Central carbon and energy metabolism are the most concerned metabolic pathways in ¹³C-Metabolic flux analysis (¹³C-MFA). However, some α-keto acids, ribonucleoside triphosphate (NTPs) and deoxyribonucleoside triphosphate (dNTPs) involved in central carbon and energy metabolism pathways were unstable or reactive, leading to inaccurate metabolic flux analysis. To achieve accurate ¹³C-MFA of central carbon and energy metabolism, we proposed a dual strategy for the detection of 101 metabolites in glucose metabolism pathways. N-Methylphenylethylamine (MPEA) was utilized for derivatization of 4 carboxyl (α-keto acids) and 8 phosphate metabolites (NTPs and dNTPs). After derivatization, the MPEA derivatives were investigated to be stable for 4 weeks under 4 °C and detected with high intensity in ∼10⁴ cells. On the other hand, we analyzed an additional 89 metabolites in central carbon and energy metabolic pathways were directly analyzed by liquid chromatography tandem mass spectrometry (LC-MRM-MS).

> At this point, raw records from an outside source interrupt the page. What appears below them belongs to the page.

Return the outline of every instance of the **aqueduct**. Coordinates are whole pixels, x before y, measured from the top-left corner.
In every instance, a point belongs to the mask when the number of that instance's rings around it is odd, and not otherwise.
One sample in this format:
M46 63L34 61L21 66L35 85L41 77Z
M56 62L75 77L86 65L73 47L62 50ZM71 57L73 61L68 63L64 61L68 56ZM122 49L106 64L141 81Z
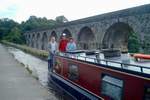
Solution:
M49 29L24 33L27 44L37 49L47 49L50 36L57 41L62 33L73 37L79 49L127 48L128 37L137 33L140 41L150 38L150 5L106 13L76 21L66 22Z

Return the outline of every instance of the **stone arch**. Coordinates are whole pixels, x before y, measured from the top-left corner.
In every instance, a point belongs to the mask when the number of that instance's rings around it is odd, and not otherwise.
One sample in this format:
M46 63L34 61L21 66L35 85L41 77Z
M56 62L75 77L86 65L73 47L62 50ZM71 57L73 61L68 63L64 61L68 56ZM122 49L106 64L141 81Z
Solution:
M95 35L91 28L87 26L81 28L77 40L80 49L96 49L94 46Z
M41 47L40 47L40 33L37 33L37 36L36 36L36 48L37 49L41 49Z
M52 36L54 36L56 40L58 39L57 34L56 34L55 31L52 31L52 33L51 33L49 38L51 38Z
M47 43L48 43L47 34L46 32L44 32L42 36L42 47L41 47L42 50L47 50Z
M112 24L105 32L102 45L103 49L117 48L128 49L129 34L134 32L127 23L117 22Z
M64 29L62 34L65 33L66 34L66 37L69 38L69 37L72 37L72 34L71 32L68 30L68 29ZM62 37L62 34L60 36L60 38Z
M31 39L31 47L33 48L35 48L34 40L35 40L35 34L32 35L32 39Z

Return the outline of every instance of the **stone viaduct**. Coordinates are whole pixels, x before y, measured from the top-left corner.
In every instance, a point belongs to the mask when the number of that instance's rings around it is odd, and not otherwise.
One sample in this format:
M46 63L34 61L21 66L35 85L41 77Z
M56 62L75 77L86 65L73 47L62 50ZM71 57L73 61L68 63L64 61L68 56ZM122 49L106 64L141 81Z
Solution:
M136 33L141 43L150 40L150 5L124 9L66 22L53 28L24 33L27 45L46 50L50 36L73 37L79 49L127 48L128 37Z

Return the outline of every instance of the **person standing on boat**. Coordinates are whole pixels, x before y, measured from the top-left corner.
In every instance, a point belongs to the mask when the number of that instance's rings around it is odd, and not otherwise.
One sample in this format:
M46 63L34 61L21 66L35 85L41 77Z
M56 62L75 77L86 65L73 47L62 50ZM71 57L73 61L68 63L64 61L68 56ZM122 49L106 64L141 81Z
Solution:
M66 52L66 46L67 46L68 40L66 38L66 34L62 34L62 39L60 40L59 43L59 51L60 52Z
M50 37L48 42L48 70L50 71L53 67L54 54L57 52L58 46L55 37Z
M74 42L73 38L70 37L69 42L66 46L66 51L74 51L77 49L76 43Z

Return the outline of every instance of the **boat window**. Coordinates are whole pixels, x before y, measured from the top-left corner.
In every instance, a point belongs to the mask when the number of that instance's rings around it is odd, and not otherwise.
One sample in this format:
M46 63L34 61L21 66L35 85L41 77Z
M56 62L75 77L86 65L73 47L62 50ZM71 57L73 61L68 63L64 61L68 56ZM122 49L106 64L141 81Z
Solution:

The limit of detection (LODs) of our method were as low as 0.05 ng/mL and the linear range was at least two orders of magnitude with determination coefficient (R²) > 0.9701. The relative standard divisions (RSDs) of intra- and inter-day of 95% metabolites were below 20%. In addition, the isotope list of 82 detected metabolites in central carbon and energy metabolism were generated according to isotopologues and isotopomers for each metabolite resulting from ¹³C incorporation. Accurate assessment of mass isotopomer distributions (MIDs) of intracellular ¹³C-labeled metabolites was achieved in [U–¹³C]-glucose cultured HepG2 cells by our dual strategy. Finally, we performed MID analysis of 101 metabolites in central carbon and energy metabolism. Overall, this dual method is reproducible and robust for application on ¹³C-MFA and has a great potential for studying clinical isotope labeled samples.